One subtle but important design choice is how SEC-bench handles temporal consistency. Vulnerabilities are pinned to specific commits—the vulnerable commit and the patching commit. This creates a clean before/after comparison and prevents agents from accidentally using post-fix code. The framework maintains a knowledge cutoff boundary: agents should only access information that would have been available to a developer at the time of the vulnerable commit. This prevents trivial solutions where agents simply retrieve known patches from their training data.
Gotcha
The infrastructure requirements for SEC-bench are substantial and non-negotiable. You’ll need over 200GB of disk space for vulnerability instances, a properly configured Docker environment with sufficient memory allocation (8GB+ recommended per container), and API tokens for both LLM providers and potentially GitHub for rate limiting purposes. This isn’t something you’ll casually spin up on a laptop during a weekend experiment. The documentation suggests a dedicated Linux machine or cloud instance, and they’re not exaggerating. Budget at least a full day for initial setup, longer if you hit Docker networking issues or API rate limits during benchmark generation.

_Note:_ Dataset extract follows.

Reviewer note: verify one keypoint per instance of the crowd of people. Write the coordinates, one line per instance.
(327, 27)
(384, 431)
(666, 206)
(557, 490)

The language coverage limitation is more subtle but equally important. While the framework theoretically supports multiple languages, the examples and documented instances heavily favor C/C++ projects, likely because sanitizers are most mature in that ecosystem. If your research focuses on Python, JavaScript, or Rust vulnerabilities, you’ll be pioneering new territory within SEC-bench rather than leveraging existing instances. The sanitizer integration that makes automatic verification so powerful in C/C++ doesn’t translate cleanly to memory-safe languages where vulnerability classes differ dramatically. You might find yourself writing custom verification logic, which defeats much of the automation advantage. Additionally, the dependency on the separate SecVerifier repository for validation adds another moving part—version mismatches or breaking changes between SEC-bench and SecVerifier can cause frustrating debugging sessions where benchmark results become unreliable.
Verdict
Use SEC-bench if you’re conducting academic research on LLM agent capabilities in security domains, need reproducible benchmarks for comparing agent architectures on real-world vulnerabilities, or are building security-focused coding assistants that need rigorous evaluation beyond ‘does it compile.’ The automated pipeline and sanitizer integration provide evaluation rigor that’s nearly impossible to achieve manually. Skip it if you’re working on lightweight security tooling without heavy infrastructure, focusing on languages outside the C/C++ ecosystem, need immediate results without extensive setup time, or prefer curated vulnerability datasets over automated generation. Individual developers exploring security agent concepts will find the infrastructure overhead overwhelming—this is a framework built for research labs and teams with dedicated compute resources, not hobbyist experiments.